May be malware related or even as simple as having the wrong date and time in the bios.


----------



## manojsharma1803 (Feb 5, 2014)

macropod said:


> If your old PC came with Office 2003 pre-installed, you cannot transfer that to the new PC; the licence is only valid for the old PC. In any event, Office 2003 is not compatible with Windows 8 or 8.1.


Dear Paul
I think we have lost some link
I am not at all interested in transferring 'office 2003' from windows XP professional to windows 8, the new PC....

refer my problem with office 2003 in windows XP prof
'Microsoft office professional edition 2003 is unable to repair/ reinstall my 'Office 2003' as 'office engine' is not traceable and it is asking for CD, to insert there in, which is not with me and now 
I am asking for technical help to resolve this issue where in 'Microsoft Office Professional Edition 2003' is lying occupied with 384MB disc space for all this.

Please help me to get office 2003 repaired with the help of repair / reinstall option of 'Microsoft Office Professional Edition 2003' to make the 384MB disc space usable or suggest accordingly.

thanks and regards
manoj
:smile:


----------



## Wrench97 (May 10, 2008)

You need a office 2003 CD see if a friend has one you can borrow.


----------



## macropod (Apr 11, 2008)

manojsharma1803 said:


> my problem with office 2003 in windows XP prof
> 'Microsoft office professional edition 2003 is unable to repair/ reinstall my 'Office 2003' as 'office engine' is not traceable and it is asking for CD, to insert there in, which is not with me and now


But you haven't answered my question: How did you acquire Office 2003? Did it come pre-installed, did you buy a CD or a download with a product key you purchased, did you get it from your employer or from a friend? How?


----------



## manojsharma1803 (Feb 5, 2014)

Dear Paul
actually you have missed my post at s. no.#5 
it was pre-installed and the product key is available in the system....

technically we are not able to get / provide 'office source engine' & that the *repair / reinstall option* of the 'Microsoft Office Professional Edition 2003' can not be utilized to repair / reinstall Office 2003 on the Windows XP Pro and the 384MB space, occupied by it, is useless and can be deleted...

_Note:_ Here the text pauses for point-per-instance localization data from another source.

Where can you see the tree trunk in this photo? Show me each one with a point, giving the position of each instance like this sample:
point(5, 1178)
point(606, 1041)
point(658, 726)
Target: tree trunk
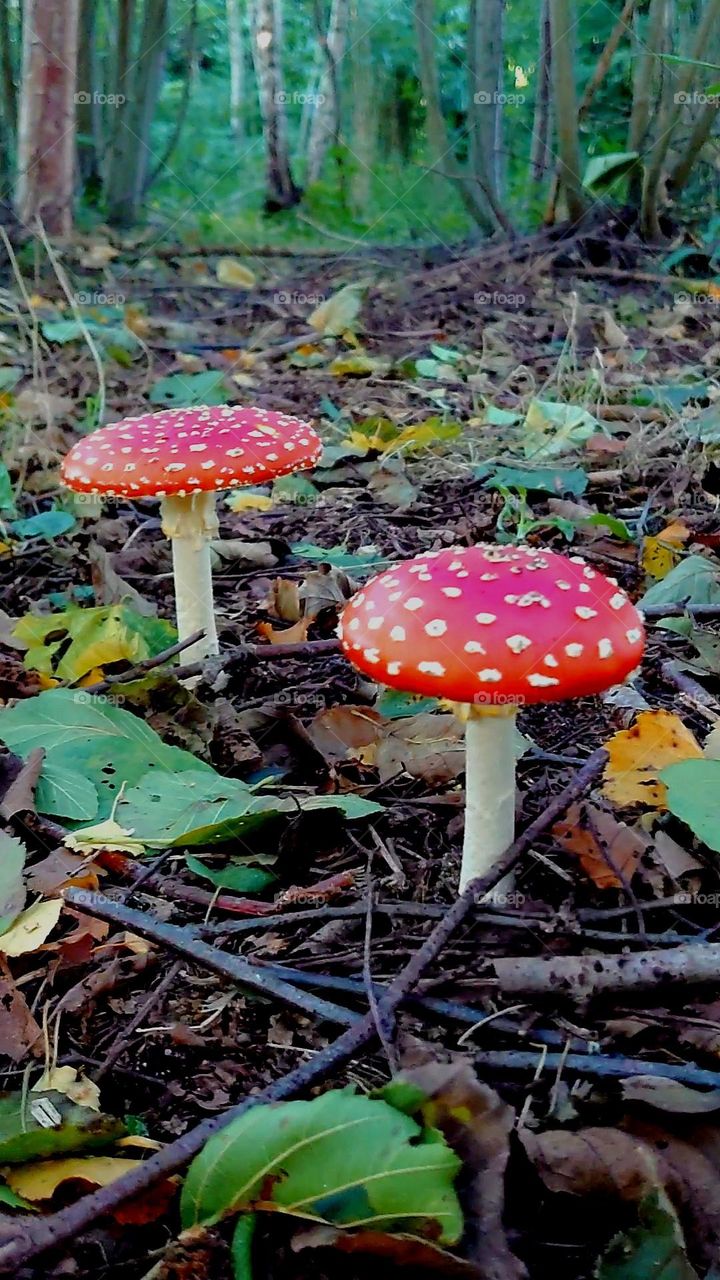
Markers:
point(46, 135)
point(236, 53)
point(566, 106)
point(670, 118)
point(145, 80)
point(281, 191)
point(324, 131)
point(438, 144)
point(540, 151)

if a person *has* CD then what is the fun of providing that repair /reinstall option therein..

thanks for your valuable inputs
regards

***EVERY MOMENT IS FRESH & UNIQUE IN THIS WORLD***


----------



## macropod (Apr 11, 2008)

If it was pre-installed, the installation files should be on either the recovery partition the PC came with or on the separate recovery media supplied with it. There is no need to look further afield.


----------



## manojsharma1803 (Feb 5, 2014)

thanks dear Paul
I got the solution that no solution is there for this problem

thanks once again for your valuable inputs
regards
at last I learnt
cheers
cu
thanks


----------



## macropod (Apr 11, 2008)

manojsharma1803 said:


> I got the solution that no solution is there for this problem


Huh?


----------